Thursday, September 07, 2006

How would it feel?

We return to certain books we like. Why we like them may not have much to do with their quality. We may have read them at a time when their words resonated, so we return to recapture a little of the magic.

For me, one such book is Ernest Hemingway’s A Moveable Feast, his memoir of being a young writer in Paris during the 1920’s. People learned in literature tell me it is a terrible book. I’ll take their word for it. But I still love it and will continue rereading it.

In his preface to the book he says this.

If the reader prefers, this book may be regarded as fiction. But there is always the chance that such a book of fiction may throw some light on what has been written as fact.

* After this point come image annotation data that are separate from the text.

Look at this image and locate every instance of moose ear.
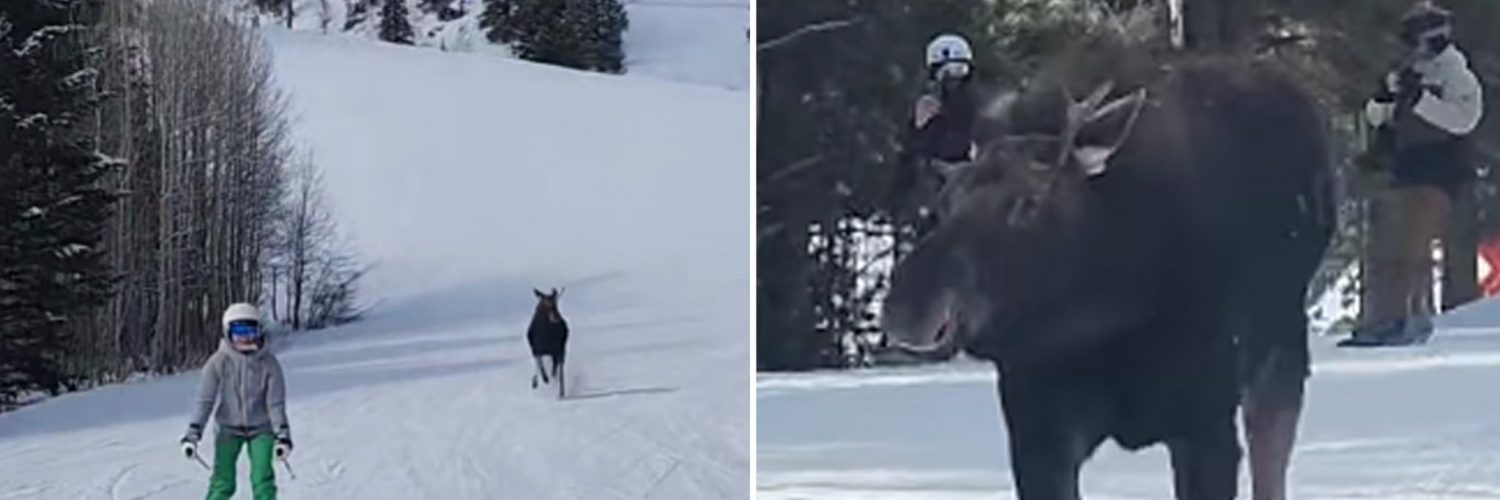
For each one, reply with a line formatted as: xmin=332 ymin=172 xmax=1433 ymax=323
xmin=1073 ymin=89 xmax=1146 ymax=177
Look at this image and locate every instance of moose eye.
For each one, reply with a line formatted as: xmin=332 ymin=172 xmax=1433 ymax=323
xmin=1005 ymin=195 xmax=1041 ymax=227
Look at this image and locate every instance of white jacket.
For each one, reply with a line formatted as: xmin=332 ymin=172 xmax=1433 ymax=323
xmin=1365 ymin=45 xmax=1485 ymax=135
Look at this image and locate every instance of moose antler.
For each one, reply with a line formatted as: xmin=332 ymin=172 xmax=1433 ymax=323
xmin=1056 ymin=80 xmax=1115 ymax=168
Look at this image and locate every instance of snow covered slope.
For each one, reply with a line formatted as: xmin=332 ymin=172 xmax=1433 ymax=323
xmin=758 ymin=306 xmax=1500 ymax=500
xmin=273 ymin=0 xmax=750 ymax=90
xmin=0 ymin=29 xmax=750 ymax=500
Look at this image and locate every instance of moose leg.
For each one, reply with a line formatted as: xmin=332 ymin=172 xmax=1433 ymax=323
xmin=1245 ymin=387 xmax=1302 ymax=500
xmin=999 ymin=374 xmax=1104 ymax=500
xmin=1167 ymin=416 xmax=1239 ymax=500
xmin=1167 ymin=345 xmax=1241 ymax=500
xmin=1244 ymin=303 xmax=1310 ymax=500
xmin=552 ymin=353 xmax=567 ymax=399
xmin=531 ymin=356 xmax=552 ymax=382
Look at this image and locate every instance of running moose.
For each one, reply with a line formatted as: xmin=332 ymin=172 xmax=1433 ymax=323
xmin=882 ymin=37 xmax=1334 ymax=500
xmin=527 ymin=288 xmax=567 ymax=398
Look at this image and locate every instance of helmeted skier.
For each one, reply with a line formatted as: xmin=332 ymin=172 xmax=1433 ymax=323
xmin=1341 ymin=2 xmax=1484 ymax=345
xmin=893 ymin=33 xmax=980 ymax=229
xmin=182 ymin=303 xmax=293 ymax=500
xmin=908 ymin=33 xmax=978 ymax=165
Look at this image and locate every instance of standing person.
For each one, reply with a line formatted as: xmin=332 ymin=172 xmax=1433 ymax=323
xmin=893 ymin=33 xmax=980 ymax=233
xmin=1340 ymin=2 xmax=1484 ymax=347
xmin=182 ymin=303 xmax=291 ymax=500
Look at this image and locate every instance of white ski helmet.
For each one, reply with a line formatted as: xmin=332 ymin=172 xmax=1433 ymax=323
xmin=927 ymin=33 xmax=974 ymax=69
xmin=222 ymin=302 xmax=261 ymax=335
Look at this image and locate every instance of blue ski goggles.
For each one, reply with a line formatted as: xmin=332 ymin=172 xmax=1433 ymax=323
xmin=930 ymin=59 xmax=974 ymax=80
xmin=230 ymin=320 xmax=261 ymax=341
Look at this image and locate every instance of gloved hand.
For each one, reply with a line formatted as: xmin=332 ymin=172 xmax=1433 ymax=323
xmin=182 ymin=437 xmax=198 ymax=459
xmin=912 ymin=95 xmax=942 ymax=129
xmin=1395 ymin=68 xmax=1422 ymax=108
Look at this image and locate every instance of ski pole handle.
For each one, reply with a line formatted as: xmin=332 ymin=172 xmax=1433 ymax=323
xmin=281 ymin=458 xmax=297 ymax=480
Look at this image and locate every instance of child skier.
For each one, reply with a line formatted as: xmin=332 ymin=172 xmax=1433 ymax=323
xmin=182 ymin=303 xmax=291 ymax=500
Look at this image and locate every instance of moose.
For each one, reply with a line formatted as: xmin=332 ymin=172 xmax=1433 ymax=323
xmin=882 ymin=44 xmax=1335 ymax=500
xmin=527 ymin=288 xmax=567 ymax=398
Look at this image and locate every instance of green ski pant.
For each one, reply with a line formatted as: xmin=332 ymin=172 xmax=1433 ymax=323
xmin=207 ymin=432 xmax=276 ymax=500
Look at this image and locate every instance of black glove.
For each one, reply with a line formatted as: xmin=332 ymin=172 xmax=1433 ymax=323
xmin=180 ymin=437 xmax=198 ymax=458
xmin=1397 ymin=68 xmax=1422 ymax=108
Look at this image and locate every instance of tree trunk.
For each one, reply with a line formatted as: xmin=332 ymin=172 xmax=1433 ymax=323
xmin=1442 ymin=183 xmax=1479 ymax=311
xmin=1182 ymin=0 xmax=1262 ymax=51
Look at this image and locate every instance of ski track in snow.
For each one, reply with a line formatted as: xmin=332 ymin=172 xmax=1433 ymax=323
xmin=0 ymin=9 xmax=752 ymax=500
xmin=756 ymin=315 xmax=1500 ymax=500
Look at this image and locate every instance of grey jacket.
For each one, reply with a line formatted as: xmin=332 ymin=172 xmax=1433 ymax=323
xmin=185 ymin=341 xmax=291 ymax=441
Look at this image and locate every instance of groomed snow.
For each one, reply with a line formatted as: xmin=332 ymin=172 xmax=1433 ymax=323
xmin=756 ymin=300 xmax=1500 ymax=500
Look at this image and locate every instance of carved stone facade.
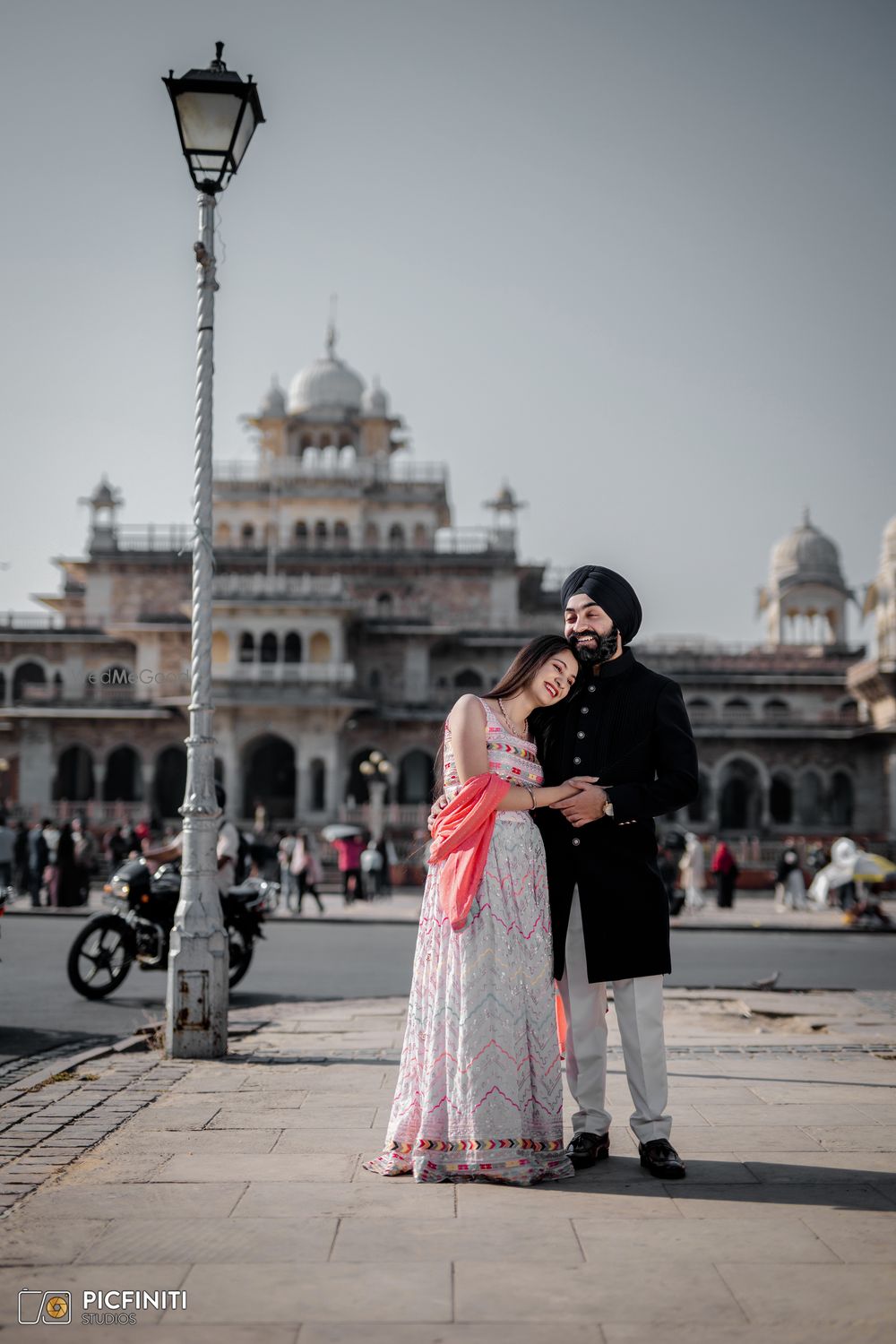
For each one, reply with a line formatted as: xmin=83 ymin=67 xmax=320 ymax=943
xmin=0 ymin=332 xmax=896 ymax=840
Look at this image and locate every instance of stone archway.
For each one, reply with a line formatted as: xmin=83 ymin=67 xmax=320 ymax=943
xmin=719 ymin=757 xmax=763 ymax=831
xmin=52 ymin=746 xmax=94 ymax=803
xmin=153 ymin=744 xmax=186 ymax=817
xmin=240 ymin=733 xmax=297 ymax=822
xmin=398 ymin=747 xmax=434 ymax=804
xmin=102 ymin=746 xmax=143 ymax=803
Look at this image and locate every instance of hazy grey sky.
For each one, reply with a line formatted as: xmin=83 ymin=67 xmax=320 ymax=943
xmin=0 ymin=0 xmax=896 ymax=640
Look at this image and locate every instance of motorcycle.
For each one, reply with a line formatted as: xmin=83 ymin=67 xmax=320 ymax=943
xmin=67 ymin=857 xmax=280 ymax=999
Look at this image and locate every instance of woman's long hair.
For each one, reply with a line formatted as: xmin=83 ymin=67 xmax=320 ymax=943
xmin=433 ymin=634 xmax=573 ymax=798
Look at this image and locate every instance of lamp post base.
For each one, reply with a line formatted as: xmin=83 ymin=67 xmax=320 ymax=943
xmin=165 ymin=929 xmax=228 ymax=1059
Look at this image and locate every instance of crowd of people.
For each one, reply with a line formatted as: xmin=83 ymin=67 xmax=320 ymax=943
xmin=0 ymin=809 xmax=398 ymax=916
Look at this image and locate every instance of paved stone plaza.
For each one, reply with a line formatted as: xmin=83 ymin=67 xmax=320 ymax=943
xmin=0 ymin=991 xmax=896 ymax=1344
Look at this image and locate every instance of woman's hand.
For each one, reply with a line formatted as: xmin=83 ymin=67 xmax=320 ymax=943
xmin=426 ymin=793 xmax=447 ymax=835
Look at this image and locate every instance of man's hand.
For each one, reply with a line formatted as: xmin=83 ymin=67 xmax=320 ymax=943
xmin=426 ymin=793 xmax=447 ymax=835
xmin=551 ymin=784 xmax=607 ymax=827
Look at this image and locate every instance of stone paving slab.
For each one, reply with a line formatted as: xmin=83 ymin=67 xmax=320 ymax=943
xmin=0 ymin=994 xmax=896 ymax=1344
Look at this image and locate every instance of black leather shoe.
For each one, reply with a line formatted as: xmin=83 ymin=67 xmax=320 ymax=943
xmin=567 ymin=1134 xmax=610 ymax=1172
xmin=638 ymin=1139 xmax=688 ymax=1180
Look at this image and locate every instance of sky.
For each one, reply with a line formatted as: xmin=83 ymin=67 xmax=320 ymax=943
xmin=0 ymin=0 xmax=896 ymax=642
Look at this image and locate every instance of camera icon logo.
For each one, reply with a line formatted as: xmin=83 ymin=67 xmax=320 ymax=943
xmin=19 ymin=1288 xmax=71 ymax=1325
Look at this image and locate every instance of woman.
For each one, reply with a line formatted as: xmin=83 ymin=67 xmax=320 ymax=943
xmin=712 ymin=840 xmax=739 ymax=910
xmin=364 ymin=636 xmax=594 ymax=1185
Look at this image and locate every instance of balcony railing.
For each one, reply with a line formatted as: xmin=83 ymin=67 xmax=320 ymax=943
xmin=215 ymin=457 xmax=447 ymax=486
xmin=0 ymin=612 xmax=62 ymax=631
xmin=212 ymin=574 xmax=345 ymax=601
xmin=212 ymin=663 xmax=356 ymax=688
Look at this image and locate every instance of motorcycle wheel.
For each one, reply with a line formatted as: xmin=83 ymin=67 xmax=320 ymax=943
xmin=227 ymin=925 xmax=253 ymax=989
xmin=68 ymin=916 xmax=133 ymax=999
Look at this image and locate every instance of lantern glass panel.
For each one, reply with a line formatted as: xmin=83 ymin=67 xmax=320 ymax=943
xmin=177 ymin=91 xmax=243 ymax=153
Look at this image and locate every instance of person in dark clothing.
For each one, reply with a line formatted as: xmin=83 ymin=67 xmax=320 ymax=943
xmin=12 ymin=822 xmax=28 ymax=895
xmin=533 ymin=566 xmax=699 ymax=1180
xmin=712 ymin=840 xmax=739 ymax=910
xmin=49 ymin=822 xmax=81 ymax=906
xmin=28 ymin=817 xmax=49 ymax=906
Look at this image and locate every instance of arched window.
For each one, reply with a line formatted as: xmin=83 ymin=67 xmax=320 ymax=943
xmin=242 ymin=733 xmax=296 ymax=822
xmin=398 ymin=749 xmax=433 ymax=804
xmin=211 ymin=631 xmax=229 ymax=667
xmin=307 ymin=631 xmax=333 ymax=663
xmin=52 ymin=746 xmax=94 ymax=803
xmin=307 ymin=758 xmax=326 ymax=812
xmin=831 ymin=771 xmax=856 ymax=831
xmin=688 ymin=771 xmax=712 ymax=822
xmin=724 ymin=695 xmax=750 ymax=719
xmin=719 ymin=761 xmax=762 ymax=831
xmin=153 ymin=745 xmax=186 ymax=817
xmin=797 ymin=771 xmax=823 ymax=827
xmin=102 ymin=747 xmax=143 ymax=803
xmin=769 ymin=774 xmax=794 ymax=827
xmin=12 ymin=663 xmax=47 ymax=704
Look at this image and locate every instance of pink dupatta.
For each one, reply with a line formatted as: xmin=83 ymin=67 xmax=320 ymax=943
xmin=428 ymin=774 xmax=511 ymax=929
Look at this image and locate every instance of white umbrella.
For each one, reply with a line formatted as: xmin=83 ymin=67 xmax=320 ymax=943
xmin=321 ymin=824 xmax=364 ymax=844
xmin=809 ymin=836 xmax=896 ymax=902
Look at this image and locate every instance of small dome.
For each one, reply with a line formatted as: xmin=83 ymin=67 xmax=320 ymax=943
xmin=288 ymin=327 xmax=364 ymax=416
xmin=880 ymin=518 xmax=896 ymax=566
xmin=771 ymin=510 xmax=847 ymax=590
xmin=259 ymin=378 xmax=286 ymax=419
xmin=361 ymin=378 xmax=388 ymax=419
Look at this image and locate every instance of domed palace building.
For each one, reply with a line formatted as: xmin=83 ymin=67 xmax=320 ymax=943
xmin=0 ymin=330 xmax=896 ymax=844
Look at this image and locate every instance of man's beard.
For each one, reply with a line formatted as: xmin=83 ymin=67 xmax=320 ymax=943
xmin=570 ymin=625 xmax=619 ymax=667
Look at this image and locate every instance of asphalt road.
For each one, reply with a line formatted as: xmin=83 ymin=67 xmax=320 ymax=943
xmin=0 ymin=916 xmax=896 ymax=1066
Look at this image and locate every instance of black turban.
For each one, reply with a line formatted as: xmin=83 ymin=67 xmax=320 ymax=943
xmin=560 ymin=564 xmax=643 ymax=644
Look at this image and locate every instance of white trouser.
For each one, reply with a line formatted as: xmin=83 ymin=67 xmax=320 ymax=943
xmin=559 ymin=887 xmax=672 ymax=1144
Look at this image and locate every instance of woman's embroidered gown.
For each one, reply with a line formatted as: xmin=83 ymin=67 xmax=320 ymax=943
xmin=364 ymin=704 xmax=573 ymax=1185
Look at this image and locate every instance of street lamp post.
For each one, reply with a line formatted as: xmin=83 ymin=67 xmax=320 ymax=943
xmin=358 ymin=752 xmax=392 ymax=840
xmin=164 ymin=42 xmax=264 ymax=1059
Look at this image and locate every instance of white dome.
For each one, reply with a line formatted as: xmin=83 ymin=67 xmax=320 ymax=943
xmin=771 ymin=511 xmax=847 ymax=590
xmin=259 ymin=378 xmax=286 ymax=419
xmin=288 ymin=328 xmax=364 ymax=416
xmin=361 ymin=378 xmax=388 ymax=418
xmin=880 ymin=518 xmax=896 ymax=564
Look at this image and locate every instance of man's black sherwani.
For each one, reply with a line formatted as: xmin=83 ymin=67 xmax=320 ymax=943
xmin=535 ymin=650 xmax=699 ymax=983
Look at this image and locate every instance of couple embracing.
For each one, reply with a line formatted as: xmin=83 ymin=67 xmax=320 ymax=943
xmin=364 ymin=566 xmax=697 ymax=1185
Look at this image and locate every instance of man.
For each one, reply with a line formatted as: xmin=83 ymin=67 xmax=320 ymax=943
xmin=536 ymin=566 xmax=699 ymax=1180
xmin=28 ymin=817 xmax=49 ymax=906
xmin=0 ymin=814 xmax=16 ymax=892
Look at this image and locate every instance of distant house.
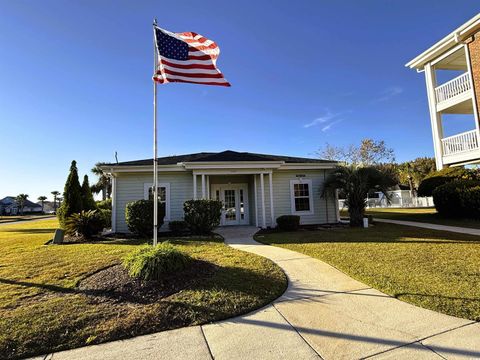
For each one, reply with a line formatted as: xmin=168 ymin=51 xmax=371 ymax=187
xmin=102 ymin=151 xmax=339 ymax=232
xmin=0 ymin=196 xmax=42 ymax=215
xmin=406 ymin=14 xmax=480 ymax=169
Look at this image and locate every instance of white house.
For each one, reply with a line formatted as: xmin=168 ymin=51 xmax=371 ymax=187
xmin=406 ymin=14 xmax=480 ymax=169
xmin=102 ymin=151 xmax=339 ymax=232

This is the first paragraph of the book.
Then there was the bad weather. It would come in one day when the fall was over. We would have to shut the windows in the night against the rain and the cold wind would strip the leaves from the trees in the Place Contrescarpe. The leaves lay sodden in the rain and the wind drove the rain against the big green autobus at the terminal and the Café des Amateurs was crowded and the windows misted over from the heat and the smoke inside. It was a sad, evilly run café where the drunkards of the quarter crowded together and I kept away from it because of the smell of dirty bodies, and the sour smell of drunkenness. The men and women who frequented the Amateurs stayed drunk all of the time, or all of the time they could afford it, mostly on wine which they bought by the half-liter or liter Many strangely named aperitifs were advertised, but few people could afford them except as a foundation to build their wine drunks on. The women drunkards were called poivrottes which meant female rummies.

That paragraph makes me feel as though I am sitting inside the evilly run Café des Amateurs with its sour smell of drunkenness on a winter day.

As for the book, it made me wonder for the first time how it would feel to write well.